AMONGST the crowds of shoppers in Darlington, Isabelle McCready stood nervously waiting, her eyes fixed on the town clock.

With every passing minute her heart rate quickened. As the clock chimed, signalling 1pm, a handsome figure emerged from the crowd, his jacket slung over his shoulder with an air of quiet confidence.

“Oh my god, there he is,” she cried. The figure was Jack Kennedy, a successful Irish dancer who made his fortune after moving from Belfast to America to teach the art of traditional dancing.

He was also the love of Isabelle’s life and she had not seen him for more than 50 years.

In his hand was a diamond ring, bought for Isabelle more than five decades ago and hidden from everyone, including his new wife.

With their mother’s health deteriorating, Isabelle’s daughters Anne-Marie Foster and Suzanne Craig had tracked Jack down and arranged the extraordinary meeting around 15 years ago, to give Isabelle the chance to see him one more time.

“He said he had been waiting for that day all his life. It was like a film that really happened. It was a dream that really did come true,” says Anne-Marie.

“Jack is the one person my mum ever loved, and she still does to this day.”

The encounter is just one of the many remarkable events during Isabelle’s life that features in Anne-Marie’s debut book, The Belle of Belfast.

The book follows Isabelle and Jack’s whirlwind romance, from their first encounters in an Irish youth club aged 15 and 19, respectively, to their heartbreaking split four years later when Jack moved to Canada to find his fortune.

He sent Isabelle countless letters to her Belfast home in the hope of being reunited, but they never reached her. Instead they were stolen, hidden or burnt by her mother, who did not approve of their relationship.

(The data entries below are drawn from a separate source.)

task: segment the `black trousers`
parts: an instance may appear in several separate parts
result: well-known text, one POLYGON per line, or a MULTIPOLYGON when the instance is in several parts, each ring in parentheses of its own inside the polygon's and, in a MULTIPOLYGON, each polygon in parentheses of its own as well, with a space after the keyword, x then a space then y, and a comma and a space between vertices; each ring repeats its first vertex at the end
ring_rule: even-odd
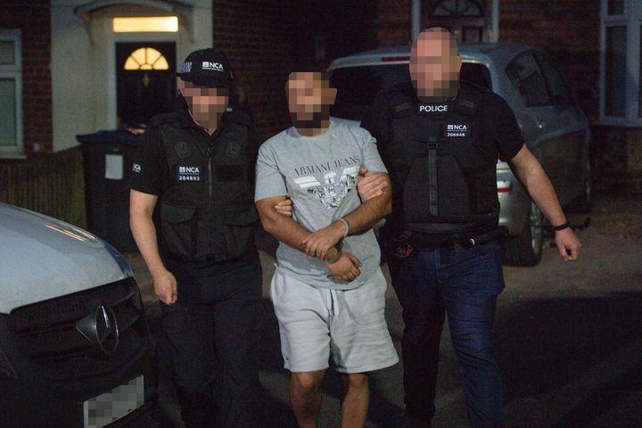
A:
POLYGON ((177 280, 177 303, 160 302, 160 309, 185 427, 259 426, 254 411, 262 309, 259 261, 198 281, 184 279, 189 281, 183 287, 189 299, 183 300, 182 278, 177 280))

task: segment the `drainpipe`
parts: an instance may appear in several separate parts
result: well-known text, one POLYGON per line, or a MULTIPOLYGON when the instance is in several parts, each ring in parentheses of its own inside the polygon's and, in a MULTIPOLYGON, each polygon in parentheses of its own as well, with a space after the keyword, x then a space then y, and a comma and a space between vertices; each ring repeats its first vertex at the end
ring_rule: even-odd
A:
POLYGON ((411 0, 410 24, 410 37, 415 40, 421 31, 421 0, 411 0))

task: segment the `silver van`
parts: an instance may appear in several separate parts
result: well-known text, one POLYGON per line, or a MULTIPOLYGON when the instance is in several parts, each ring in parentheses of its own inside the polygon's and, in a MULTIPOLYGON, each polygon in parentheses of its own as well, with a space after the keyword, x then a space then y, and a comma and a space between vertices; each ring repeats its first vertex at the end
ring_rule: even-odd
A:
MULTIPOLYGON (((461 44, 460 78, 501 95, 513 109, 526 144, 539 160, 562 206, 587 212, 593 201, 588 160, 590 128, 561 75, 531 47, 520 44, 461 44)), ((334 120, 358 126, 374 95, 410 80, 408 46, 357 54, 333 61, 328 74, 338 89, 331 110, 334 120)), ((498 162, 500 225, 509 238, 502 244, 504 262, 539 263, 542 214, 509 166, 498 162)))
POLYGON ((156 426, 150 337, 121 254, 0 203, 0 426, 156 426))

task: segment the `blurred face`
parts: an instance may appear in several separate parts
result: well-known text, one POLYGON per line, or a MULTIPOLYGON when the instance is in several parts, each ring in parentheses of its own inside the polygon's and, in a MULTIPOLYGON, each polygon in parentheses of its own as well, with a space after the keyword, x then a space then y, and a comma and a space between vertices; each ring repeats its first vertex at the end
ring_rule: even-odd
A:
POLYGON ((336 89, 319 72, 290 73, 287 85, 288 109, 295 126, 301 128, 320 128, 330 118, 336 89))
POLYGON ((216 128, 227 108, 228 88, 201 87, 182 79, 178 80, 178 88, 194 121, 203 128, 216 128))
POLYGON ((424 31, 413 43, 410 78, 419 98, 440 101, 457 95, 460 68, 457 42, 445 29, 424 31))

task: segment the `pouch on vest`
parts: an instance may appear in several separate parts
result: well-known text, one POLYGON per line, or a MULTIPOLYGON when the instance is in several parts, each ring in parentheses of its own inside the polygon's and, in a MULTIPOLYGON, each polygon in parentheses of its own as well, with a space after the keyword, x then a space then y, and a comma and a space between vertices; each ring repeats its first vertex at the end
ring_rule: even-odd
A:
POLYGON ((225 206, 225 242, 229 258, 246 253, 254 237, 259 214, 252 201, 227 202, 225 206))
POLYGON ((465 171, 450 154, 432 153, 413 161, 403 192, 404 221, 465 223, 470 221, 471 193, 465 171))
POLYGON ((197 253, 198 222, 196 204, 160 204, 160 239, 165 251, 180 259, 192 259, 197 253))

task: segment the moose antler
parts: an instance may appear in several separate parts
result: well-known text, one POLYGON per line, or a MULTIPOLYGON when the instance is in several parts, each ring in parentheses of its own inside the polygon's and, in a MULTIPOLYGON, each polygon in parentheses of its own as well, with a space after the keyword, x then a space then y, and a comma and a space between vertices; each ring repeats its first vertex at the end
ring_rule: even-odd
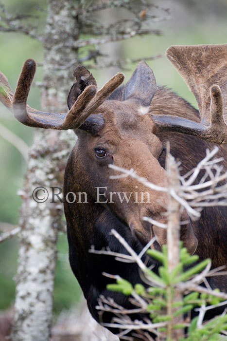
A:
MULTIPOLYGON (((0 73, 0 100, 21 123, 43 128, 65 130, 81 127, 90 114, 120 85, 124 78, 123 74, 117 74, 98 92, 96 83, 87 86, 67 114, 45 113, 27 105, 35 69, 36 63, 33 59, 28 59, 24 62, 14 95, 7 79, 0 73)), ((91 120, 94 123, 93 117, 91 120)), ((99 123, 100 128, 100 119, 99 123)), ((85 124, 85 127, 88 125, 85 124)))
POLYGON ((200 123, 169 115, 152 116, 159 132, 175 131, 219 144, 227 143, 227 44, 173 46, 166 51, 194 95, 200 123))

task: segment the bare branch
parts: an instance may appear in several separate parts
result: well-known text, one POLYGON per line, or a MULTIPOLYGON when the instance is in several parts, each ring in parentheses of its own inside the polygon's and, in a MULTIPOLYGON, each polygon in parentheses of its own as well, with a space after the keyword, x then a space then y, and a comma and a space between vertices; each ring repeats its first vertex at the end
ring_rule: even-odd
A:
POLYGON ((29 148, 20 137, 17 136, 6 127, 0 124, 0 136, 11 143, 20 152, 26 162, 29 148))

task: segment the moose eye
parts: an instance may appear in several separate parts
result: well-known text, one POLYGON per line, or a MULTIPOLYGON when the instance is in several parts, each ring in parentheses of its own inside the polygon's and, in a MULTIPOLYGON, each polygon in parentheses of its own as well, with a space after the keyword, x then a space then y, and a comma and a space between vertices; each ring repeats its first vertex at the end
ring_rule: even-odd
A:
POLYGON ((95 155, 97 157, 105 157, 107 156, 107 154, 104 149, 96 149, 95 155))

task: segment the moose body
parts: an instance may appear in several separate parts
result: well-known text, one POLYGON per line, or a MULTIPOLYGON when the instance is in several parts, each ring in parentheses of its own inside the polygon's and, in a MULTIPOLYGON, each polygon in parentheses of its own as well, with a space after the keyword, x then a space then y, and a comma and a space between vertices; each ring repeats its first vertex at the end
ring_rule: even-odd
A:
MULTIPOLYGON (((135 264, 92 253, 91 246, 96 250, 108 247, 125 253, 110 234, 112 228, 137 253, 154 236, 153 247, 160 249, 166 243, 165 230, 142 219, 147 216, 166 223, 163 214, 166 194, 148 189, 129 177, 110 178, 116 173, 108 165, 133 168, 138 175, 165 186, 164 147, 167 141, 172 155, 182 162, 183 173, 193 168, 213 143, 221 145, 218 156, 226 157, 227 127, 223 112, 227 112, 227 44, 173 46, 167 51, 167 57, 194 94, 199 112, 169 89, 157 88, 153 72, 144 62, 138 64, 125 86, 118 87, 123 80, 119 74, 98 92, 92 74, 84 67, 78 67, 67 114, 45 113, 27 106, 35 72, 33 60, 25 62, 14 95, 5 76, 0 75, 6 89, 0 93, 0 99, 18 120, 34 127, 74 129, 78 137, 66 166, 64 181, 70 261, 89 310, 98 322, 95 306, 100 295, 112 297, 126 308, 131 304, 122 294, 106 289, 111 280, 103 272, 120 275, 133 284, 141 279, 135 264), (97 202, 97 188, 102 202, 97 202), (86 192, 87 202, 70 203, 66 200, 70 192, 86 192), (112 200, 110 193, 118 192, 132 194, 128 202, 118 196, 112 200), (139 202, 136 192, 147 192, 150 200, 139 202)), ((185 223, 181 239, 184 246, 189 252, 198 254, 200 260, 210 257, 214 268, 227 264, 226 213, 224 207, 207 208, 199 220, 189 222, 186 211, 181 212, 185 223)), ((157 271, 158 264, 155 260, 147 262, 157 271)), ((227 276, 208 281, 211 287, 227 291, 227 276)), ((102 318, 110 322, 112 317, 105 312, 102 318)))
MULTIPOLYGON (((122 93, 123 88, 122 88, 120 90, 122 93)), ((117 91, 117 98, 121 98, 119 97, 121 95, 119 91, 117 91)), ((111 97, 114 98, 114 93, 111 97)), ((177 99, 178 105, 179 105, 179 102, 181 102, 181 105, 179 105, 178 107, 178 115, 181 114, 182 117, 184 117, 184 115, 187 113, 187 116, 188 118, 190 113, 193 120, 198 120, 198 115, 196 110, 181 98, 178 97, 177 99, 175 94, 163 88, 157 90, 151 104, 151 110, 156 111, 156 103, 158 105, 160 101, 162 103, 162 110, 165 107, 168 108, 170 98, 177 99), (180 110, 180 108, 181 109, 180 110)), ((105 108, 104 112, 106 113, 106 114, 108 119, 112 114, 117 120, 116 107, 114 106, 115 103, 113 103, 113 100, 110 100, 109 102, 108 101, 106 104, 108 109, 106 107, 105 108), (111 108, 112 108, 115 109, 114 113, 111 113, 111 108)), ((100 112, 101 110, 100 107, 99 112, 100 112)), ((128 117, 124 114, 122 116, 121 114, 122 112, 119 114, 119 119, 125 120, 125 123, 126 125, 129 121, 128 117)), ((146 124, 147 124, 148 122, 146 122, 146 124)), ((120 126, 119 124, 118 126, 120 126)), ((125 146, 125 149, 127 150, 129 154, 131 153, 131 155, 133 155, 133 149, 136 145, 137 145, 138 148, 141 148, 141 146, 143 146, 140 141, 141 135, 145 139, 147 137, 144 136, 144 132, 146 130, 144 126, 141 122, 140 122, 139 126, 140 128, 138 126, 132 127, 130 133, 128 133, 128 132, 129 136, 127 136, 127 133, 124 133, 126 134, 126 139, 129 142, 125 146), (137 132, 135 131, 135 130, 137 132), (140 131, 139 134, 138 130, 140 131), (139 138, 137 136, 137 134, 139 138)), ((128 126, 127 127, 127 129, 128 129, 128 126)), ((121 133, 124 134, 122 130, 121 133)), ((67 193, 70 191, 77 192, 86 190, 88 195, 88 202, 86 204, 77 202, 72 205, 65 201, 65 213, 67 222, 70 265, 83 289, 92 315, 99 322, 100 318, 95 306, 97 305, 98 299, 101 295, 105 297, 113 297, 114 301, 118 304, 125 308, 131 306, 130 303, 124 295, 119 293, 113 293, 106 289, 106 284, 110 283, 111 280, 104 276, 103 272, 120 275, 133 284, 141 283, 141 280, 136 265, 122 263, 115 260, 114 256, 91 253, 89 252, 91 246, 94 246, 96 250, 109 247, 111 251, 125 253, 126 250, 123 246, 114 236, 111 235, 111 230, 114 228, 125 239, 137 253, 139 254, 154 234, 151 231, 149 236, 144 238, 146 235, 145 232, 142 234, 136 230, 134 233, 132 233, 131 230, 125 221, 124 222, 122 218, 119 218, 115 214, 114 209, 112 210, 111 208, 111 204, 108 204, 107 203, 103 204, 96 203, 97 195, 95 190, 94 190, 95 189, 95 185, 100 187, 106 187, 108 189, 108 187, 107 185, 109 184, 109 180, 108 180, 107 177, 112 172, 106 167, 105 170, 104 169, 104 172, 106 172, 107 174, 103 174, 99 169, 99 165, 97 167, 97 165, 95 164, 95 161, 94 163, 91 162, 89 152, 87 149, 92 149, 93 146, 90 147, 91 145, 87 141, 87 136, 86 134, 84 133, 80 133, 84 136, 80 136, 78 139, 66 166, 64 191, 65 193, 67 193)), ((100 135, 101 133, 100 132, 100 135)), ((105 136, 104 132, 104 135, 99 136, 99 139, 102 140, 103 136, 105 136)), ((195 167, 204 157, 206 149, 208 147, 211 148, 212 145, 211 143, 201 141, 197 137, 177 133, 174 134, 171 133, 165 132, 156 136, 160 139, 162 145, 165 145, 167 141, 170 141, 172 154, 176 159, 182 161, 183 173, 186 173, 195 167)), ((119 144, 121 148, 121 143, 119 142, 121 136, 119 134, 114 134, 114 138, 116 139, 116 144, 119 144)), ((124 143, 122 141, 123 145, 124 143)), ((139 171, 139 174, 144 175, 147 178, 150 178, 149 173, 152 172, 153 170, 151 167, 152 163, 150 164, 149 167, 149 155, 143 155, 142 151, 140 152, 140 156, 141 158, 140 159, 132 160, 132 164, 124 166, 126 161, 123 157, 122 150, 123 147, 121 150, 121 152, 123 153, 123 155, 122 154, 123 163, 121 166, 128 169, 134 166, 134 168, 139 171), (142 172, 143 171, 143 172, 142 172)), ((145 151, 145 152, 147 153, 147 151, 145 151)), ((224 156, 226 154, 226 147, 221 147, 220 148, 219 156, 224 156)), ((136 151, 136 154, 137 157, 138 158, 138 151, 136 151)), ((160 157, 158 158, 158 162, 161 167, 164 166, 165 156, 166 154, 164 152, 160 157)), ((117 164, 119 165, 119 163, 117 164)), ((226 167, 227 166, 226 163, 225 167, 226 167)), ((105 166, 102 165, 101 167, 103 169, 105 166)), ((125 181, 124 179, 122 180, 121 184, 122 188, 124 187, 124 180, 125 181)), ((134 186, 137 185, 139 187, 139 184, 135 180, 134 181, 134 186)), ((110 190, 112 189, 111 184, 110 187, 110 190)), ((131 186, 127 187, 127 189, 128 192, 129 192, 132 191, 133 188, 131 186)), ((106 191, 108 192, 108 190, 106 191)), ((105 201, 106 198, 105 197, 104 200, 105 201)), ((127 205, 125 208, 123 203, 121 205, 123 210, 128 208, 128 205, 127 205)), ((131 214, 133 214, 132 213, 131 214)), ((137 214, 139 216, 139 213, 137 212, 137 214)), ((186 246, 191 249, 192 252, 194 251, 193 247, 196 245, 196 242, 194 241, 198 241, 195 252, 199 256, 200 260, 210 257, 212 260, 213 268, 226 264, 227 230, 226 208, 211 207, 205 208, 198 221, 191 222, 191 227, 184 226, 181 230, 181 239, 184 240, 186 246), (192 245, 191 245, 190 242, 192 245)), ((156 246, 157 249, 159 248, 157 243, 156 246)), ((149 265, 154 265, 155 264, 155 267, 153 268, 153 270, 157 271, 158 265, 154 260, 148 261, 149 265)), ((219 278, 211 277, 208 280, 213 288, 218 287, 224 291, 227 291, 227 276, 221 276, 219 278)), ((102 319, 104 319, 105 322, 110 322, 112 317, 110 314, 106 313, 105 316, 104 314, 102 316, 102 319)), ((137 316, 136 318, 138 318, 138 317, 137 316)), ((116 332, 116 330, 113 330, 112 331, 116 332)))

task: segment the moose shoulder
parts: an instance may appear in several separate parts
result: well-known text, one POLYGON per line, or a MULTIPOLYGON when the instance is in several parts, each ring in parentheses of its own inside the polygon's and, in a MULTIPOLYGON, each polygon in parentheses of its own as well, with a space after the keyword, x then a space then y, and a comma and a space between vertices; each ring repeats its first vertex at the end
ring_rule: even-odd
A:
MULTIPOLYGON (((110 178, 114 172, 108 165, 133 167, 139 175, 164 186, 164 146, 167 140, 171 153, 182 161, 185 172, 195 167, 213 143, 221 145, 219 155, 226 157, 227 44, 172 46, 167 56, 195 95, 199 111, 169 89, 157 87, 145 62, 138 64, 125 86, 118 87, 124 76, 118 74, 98 92, 92 74, 78 67, 68 97, 69 112, 63 114, 43 113, 27 106, 35 69, 32 59, 24 64, 14 95, 6 77, 0 75, 6 89, 0 93, 1 100, 18 120, 30 126, 74 129, 78 136, 66 168, 64 193, 66 197, 69 192, 85 191, 87 202, 65 200, 70 261, 90 311, 98 322, 95 306, 100 295, 112 296, 118 304, 130 306, 122 294, 106 289, 110 280, 102 275, 104 271, 120 275, 132 284, 141 280, 135 265, 91 254, 91 246, 125 253, 110 234, 113 228, 137 253, 154 236, 154 247, 157 249, 166 242, 164 230, 142 220, 147 216, 165 222, 166 194, 130 178, 110 178), (131 193, 130 200, 113 196, 119 193, 131 193), (149 200, 138 200, 138 193, 146 193, 149 200)), ((188 222, 186 211, 181 218, 188 222, 182 226, 181 238, 189 252, 195 252, 201 260, 210 257, 213 267, 226 264, 226 209, 208 208, 196 222, 188 222)), ((149 262, 157 269, 158 265, 149 262)), ((211 287, 227 291, 226 277, 208 281, 211 287)), ((112 317, 107 313, 103 316, 105 322, 112 317)))

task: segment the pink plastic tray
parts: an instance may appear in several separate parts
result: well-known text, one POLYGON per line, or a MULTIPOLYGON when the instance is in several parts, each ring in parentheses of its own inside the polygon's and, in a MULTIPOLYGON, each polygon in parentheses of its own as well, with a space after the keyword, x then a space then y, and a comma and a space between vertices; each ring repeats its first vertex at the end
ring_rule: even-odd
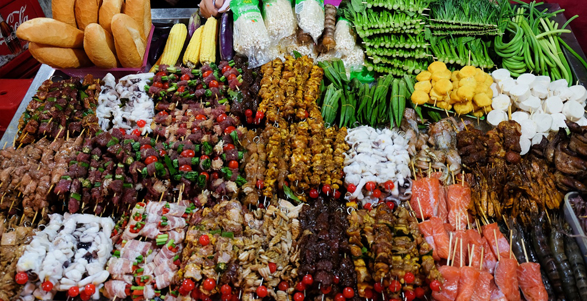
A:
MULTIPOLYGON (((89 67, 87 68, 80 68, 79 69, 57 69, 70 76, 78 76, 83 77, 87 75, 91 74, 95 77, 103 78, 108 73, 112 73, 115 78, 119 79, 129 74, 142 73, 148 72, 147 69, 147 61, 149 59, 149 50, 151 48, 151 39, 153 38, 153 33, 154 31, 155 26, 151 26, 151 32, 149 33, 147 40, 147 48, 145 49, 144 57, 143 59, 143 66, 140 68, 114 68, 112 69, 103 69, 96 67, 89 67)), ((149 66, 150 67, 150 66, 149 66)))

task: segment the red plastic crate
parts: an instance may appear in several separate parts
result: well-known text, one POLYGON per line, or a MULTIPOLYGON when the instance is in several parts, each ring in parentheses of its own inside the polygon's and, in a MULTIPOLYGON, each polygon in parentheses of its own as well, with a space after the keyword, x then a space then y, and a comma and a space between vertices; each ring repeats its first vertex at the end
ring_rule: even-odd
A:
POLYGON ((16 113, 26 94, 32 79, 3 79, 0 80, 0 138, 16 113))

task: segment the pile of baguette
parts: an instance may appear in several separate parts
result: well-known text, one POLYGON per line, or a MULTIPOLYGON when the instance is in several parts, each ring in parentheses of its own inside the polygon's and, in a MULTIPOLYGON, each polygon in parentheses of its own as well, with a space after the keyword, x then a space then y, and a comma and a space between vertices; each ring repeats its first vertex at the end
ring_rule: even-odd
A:
POLYGON ((29 50, 55 68, 138 68, 151 31, 149 0, 53 0, 53 19, 37 18, 16 29, 29 50))

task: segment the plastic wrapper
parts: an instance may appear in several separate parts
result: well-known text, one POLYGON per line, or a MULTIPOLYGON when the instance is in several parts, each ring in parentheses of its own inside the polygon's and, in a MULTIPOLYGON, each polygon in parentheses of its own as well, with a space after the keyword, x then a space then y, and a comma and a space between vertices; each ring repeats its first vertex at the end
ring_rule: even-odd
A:
POLYGON ((298 25, 318 43, 324 31, 323 1, 296 0, 295 13, 298 25))
POLYGON ((297 24, 289 0, 266 0, 263 2, 263 21, 269 37, 274 43, 295 33, 297 24))
POLYGON ((271 60, 268 49, 271 42, 259 10, 257 0, 232 0, 234 45, 237 53, 249 58, 249 67, 254 68, 271 60))
POLYGON ((342 18, 338 19, 334 31, 334 39, 336 41, 337 51, 348 53, 354 50, 356 45, 356 35, 347 19, 342 18))

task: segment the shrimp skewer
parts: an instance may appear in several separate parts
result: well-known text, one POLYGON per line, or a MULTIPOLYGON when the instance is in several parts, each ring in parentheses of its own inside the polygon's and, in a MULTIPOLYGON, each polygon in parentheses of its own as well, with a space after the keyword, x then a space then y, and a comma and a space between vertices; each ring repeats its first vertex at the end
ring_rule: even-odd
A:
POLYGON ((585 270, 585 262, 581 251, 575 239, 565 236, 565 253, 569 258, 571 268, 575 275, 577 288, 579 289, 579 295, 581 301, 587 300, 587 270, 585 270))
POLYGON ((532 242, 540 262, 540 266, 544 267, 544 270, 548 275, 548 279, 554 288, 556 296, 559 300, 565 300, 565 293, 562 290, 561 275, 559 274, 556 263, 542 232, 541 222, 534 223, 534 239, 532 239, 532 242))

Having given up hope of ever meeting again, Isabelle married and started a family with her new husband Albert - an abusive alcoholic, with a gambling addiction.

With The Troubles erupting around their home in Falls Road, Belfast, in the 1970s, the family escaped to Fenby Avenue, in Darlington, where they lived for most of their life until Albert’s death.

Now with Isabelle aged 83 and living with Alzheimer’s, Anne-Marie decided to write the book as a tribute to her mother's extraordinary and turbulent life.

“I have never written anything in my life, except a shopping list. I am not a writer, I am just an ordinary person who has a very special story to tell,” says the 57-year-old.

“Mum has had a troubled life but she has always been there for us. She is an amazing person and has always shown amazing courage and bravery. This is a tribute to her and is my way of saying thank you to her.

“She was a very beautiful fun loving girl, and she lived a life that she shouldn’t have lived.”